Steve Sailer likes to invoke the weak form of the Sapir-Whorf hypothesis (strong version: language determines behavior; weak: language influences it), defining it as “…having a term for a reality or a concept makes it easier to notice that reality and easier to think about that concept, while not having a term for it makes thinking harder.”
This concept itself would qualify as just such a useful concept laying fallow. But it came to mind yesterday as I was introduced to the word “cryptonormativisim”, which may sound like a pretentious jumble but is highly useful in understanding, just for starters, the inscrutable blob of mercury that is critical theory.

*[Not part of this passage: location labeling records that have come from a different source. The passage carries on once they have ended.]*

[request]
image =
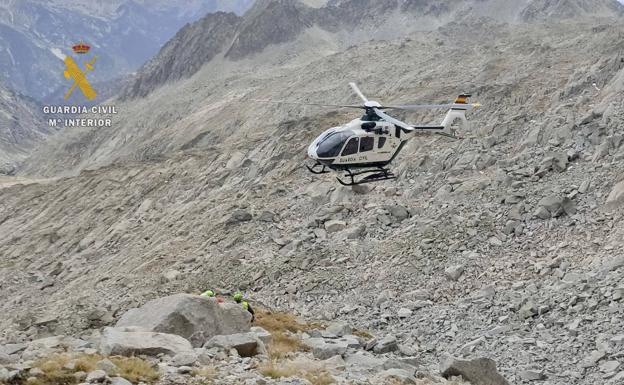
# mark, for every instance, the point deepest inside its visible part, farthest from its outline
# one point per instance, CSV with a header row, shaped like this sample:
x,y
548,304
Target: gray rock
x,y
401,375
119,381
195,318
96,376
323,349
339,329
363,360
616,196
239,216
5,375
10,349
400,213
184,359
609,366
528,310
532,375
185,370
130,341
480,371
386,345
409,364
261,334
334,225
5,359
246,344
454,272
266,216
107,366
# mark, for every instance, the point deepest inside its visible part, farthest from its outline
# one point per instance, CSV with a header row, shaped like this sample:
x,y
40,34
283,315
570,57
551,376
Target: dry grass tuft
x,y
53,371
363,333
135,369
282,344
282,327
275,370
319,378
57,372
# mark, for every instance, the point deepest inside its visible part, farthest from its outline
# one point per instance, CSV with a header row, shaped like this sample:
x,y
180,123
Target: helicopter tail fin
x,y
458,112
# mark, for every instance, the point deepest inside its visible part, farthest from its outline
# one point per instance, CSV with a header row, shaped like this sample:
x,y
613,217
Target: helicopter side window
x,y
351,147
331,144
367,143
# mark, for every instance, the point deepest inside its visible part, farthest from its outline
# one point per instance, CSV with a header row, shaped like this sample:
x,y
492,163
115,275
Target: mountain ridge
x,y
274,22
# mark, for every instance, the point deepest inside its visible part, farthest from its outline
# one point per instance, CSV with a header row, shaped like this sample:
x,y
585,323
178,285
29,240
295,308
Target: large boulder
x,y
193,317
480,371
616,197
323,349
134,341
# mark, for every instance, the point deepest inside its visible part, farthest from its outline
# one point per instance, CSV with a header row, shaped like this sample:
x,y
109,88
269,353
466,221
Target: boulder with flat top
x,y
195,318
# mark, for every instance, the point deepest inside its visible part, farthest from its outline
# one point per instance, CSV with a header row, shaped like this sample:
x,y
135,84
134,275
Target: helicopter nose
x,y
312,151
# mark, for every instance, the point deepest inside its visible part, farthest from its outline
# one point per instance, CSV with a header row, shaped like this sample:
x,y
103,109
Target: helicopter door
x,y
351,147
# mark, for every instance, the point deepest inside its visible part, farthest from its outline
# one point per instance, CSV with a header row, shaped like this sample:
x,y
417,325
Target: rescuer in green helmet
x,y
238,298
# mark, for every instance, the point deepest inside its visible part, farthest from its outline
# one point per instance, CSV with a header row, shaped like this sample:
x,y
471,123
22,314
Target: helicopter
x,y
363,148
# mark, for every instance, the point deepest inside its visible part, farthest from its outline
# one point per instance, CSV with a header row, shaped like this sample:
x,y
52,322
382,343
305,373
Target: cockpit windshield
x,y
331,145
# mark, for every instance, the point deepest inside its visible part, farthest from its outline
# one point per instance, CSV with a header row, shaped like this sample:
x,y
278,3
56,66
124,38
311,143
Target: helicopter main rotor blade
x,y
414,107
309,104
358,92
392,120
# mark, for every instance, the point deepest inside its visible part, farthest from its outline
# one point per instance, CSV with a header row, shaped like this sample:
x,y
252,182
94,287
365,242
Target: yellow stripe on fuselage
x,y
80,79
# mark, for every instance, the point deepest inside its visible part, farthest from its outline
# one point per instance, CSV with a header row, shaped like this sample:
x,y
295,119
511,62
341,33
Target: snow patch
x,y
57,52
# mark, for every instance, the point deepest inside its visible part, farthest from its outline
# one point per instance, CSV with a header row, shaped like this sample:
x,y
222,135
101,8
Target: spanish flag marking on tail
x,y
462,99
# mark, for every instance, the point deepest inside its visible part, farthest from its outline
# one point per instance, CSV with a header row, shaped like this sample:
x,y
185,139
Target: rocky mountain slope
x,y
21,127
124,34
506,244
337,24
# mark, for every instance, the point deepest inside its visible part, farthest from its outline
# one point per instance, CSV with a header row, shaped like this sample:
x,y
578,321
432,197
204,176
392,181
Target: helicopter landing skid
x,y
314,168
375,175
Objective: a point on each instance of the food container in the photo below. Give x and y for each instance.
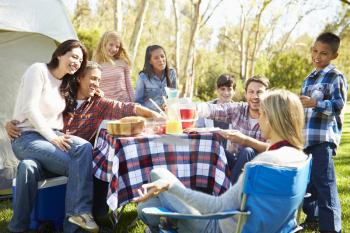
(155, 126)
(127, 126)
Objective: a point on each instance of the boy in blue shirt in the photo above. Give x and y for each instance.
(323, 96)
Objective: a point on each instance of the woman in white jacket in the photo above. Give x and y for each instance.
(281, 119)
(39, 106)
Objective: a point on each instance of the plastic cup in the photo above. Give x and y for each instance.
(187, 117)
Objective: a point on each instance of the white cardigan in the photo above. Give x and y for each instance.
(39, 104)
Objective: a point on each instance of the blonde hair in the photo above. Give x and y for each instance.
(285, 115)
(101, 54)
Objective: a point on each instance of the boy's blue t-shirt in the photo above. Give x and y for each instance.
(153, 88)
(324, 122)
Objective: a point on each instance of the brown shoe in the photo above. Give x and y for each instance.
(84, 221)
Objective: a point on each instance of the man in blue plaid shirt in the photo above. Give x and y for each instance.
(323, 96)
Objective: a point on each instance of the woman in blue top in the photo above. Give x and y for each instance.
(154, 77)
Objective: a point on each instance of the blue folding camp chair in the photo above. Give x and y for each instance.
(271, 198)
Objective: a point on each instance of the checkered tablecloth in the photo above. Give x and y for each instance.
(198, 160)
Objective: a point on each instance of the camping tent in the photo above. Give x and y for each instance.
(29, 32)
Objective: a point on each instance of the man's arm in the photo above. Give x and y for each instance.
(147, 113)
(237, 137)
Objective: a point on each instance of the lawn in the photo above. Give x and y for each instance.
(342, 163)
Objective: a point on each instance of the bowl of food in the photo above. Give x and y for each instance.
(127, 126)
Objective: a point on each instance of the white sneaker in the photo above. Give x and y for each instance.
(84, 221)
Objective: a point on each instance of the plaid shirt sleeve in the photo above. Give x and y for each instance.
(338, 91)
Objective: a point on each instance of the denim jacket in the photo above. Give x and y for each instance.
(153, 88)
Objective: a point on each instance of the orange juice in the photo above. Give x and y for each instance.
(173, 127)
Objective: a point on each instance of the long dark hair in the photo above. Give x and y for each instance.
(148, 68)
(66, 46)
(73, 83)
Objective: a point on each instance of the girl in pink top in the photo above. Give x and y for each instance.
(115, 62)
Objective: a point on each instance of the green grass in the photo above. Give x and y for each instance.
(342, 164)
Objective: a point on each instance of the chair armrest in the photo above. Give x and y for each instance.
(167, 213)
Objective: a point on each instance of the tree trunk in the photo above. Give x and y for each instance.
(118, 16)
(188, 73)
(177, 40)
(136, 34)
(256, 37)
(242, 46)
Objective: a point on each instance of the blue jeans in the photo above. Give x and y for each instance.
(324, 203)
(39, 157)
(173, 203)
(243, 156)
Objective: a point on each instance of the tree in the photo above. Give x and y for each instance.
(177, 37)
(288, 69)
(197, 21)
(82, 15)
(118, 16)
(136, 34)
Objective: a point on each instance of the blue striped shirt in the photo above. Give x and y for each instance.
(324, 122)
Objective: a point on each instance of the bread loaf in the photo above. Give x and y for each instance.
(127, 126)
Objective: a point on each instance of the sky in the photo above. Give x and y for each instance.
(228, 13)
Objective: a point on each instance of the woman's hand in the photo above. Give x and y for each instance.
(99, 92)
(234, 136)
(12, 130)
(62, 142)
(150, 190)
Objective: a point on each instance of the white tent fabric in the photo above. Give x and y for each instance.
(29, 32)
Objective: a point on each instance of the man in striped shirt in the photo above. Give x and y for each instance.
(243, 116)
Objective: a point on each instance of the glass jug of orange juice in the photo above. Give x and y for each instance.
(173, 123)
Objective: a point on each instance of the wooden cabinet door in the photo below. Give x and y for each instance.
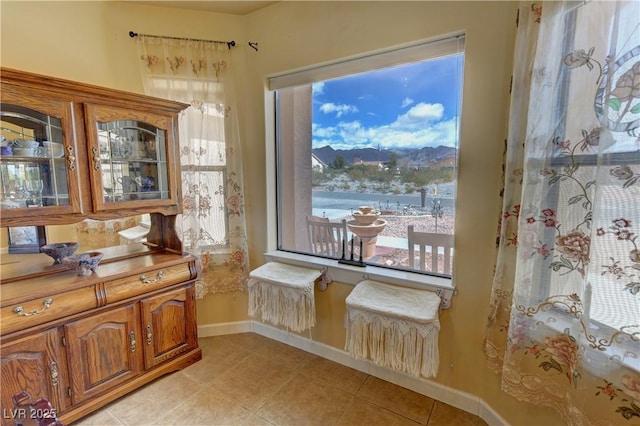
(169, 325)
(104, 351)
(42, 181)
(133, 158)
(35, 365)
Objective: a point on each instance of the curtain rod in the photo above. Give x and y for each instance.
(229, 44)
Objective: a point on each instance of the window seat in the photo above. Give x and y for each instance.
(395, 327)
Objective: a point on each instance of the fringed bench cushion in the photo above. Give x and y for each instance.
(395, 327)
(283, 295)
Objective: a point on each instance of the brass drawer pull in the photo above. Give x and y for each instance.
(146, 280)
(19, 310)
(53, 368)
(132, 341)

Joseph Heath on critical studies:
A long time ago, Habermas wrote a critical essay on Foucault, in which he accused him of “cryptonormativism.” The accusation was that, although Foucault’s work was clearly animated by a set of moral concerns, he refused to state clearly what his moral commitments were, and instead just used normatively loaded vocabulary, like “power,” or “regime,” as rhetorical devices, to induce the reader to share his normative assessments, while officially denying that he was doing any such thing. The problem, in other words, is that Foucault was smuggling in his values, while pretending he didn’t have any. A genuinely critical theory, Habermas argued, has no need for this subterfuge, it should introduce its normative principles explicitly, and provide a rational defence of them.
Cryptonormativism is everywhere, claiming the moral high ground on bases ultimately so obscure they can’t be challenged. It travels well with its companion–the image of the secular “liberal” as high social status versus the low social status “conservative.”
I would add to the hypothesis the creation of false concepts. Not only are we limited, in Orwellian fashion, from naming and identifying useful concepts for understanding society and our world, we are loaded up with false ones that cause misunderstanding of it–racism, sexism, xenophobia, homophobia…more every day.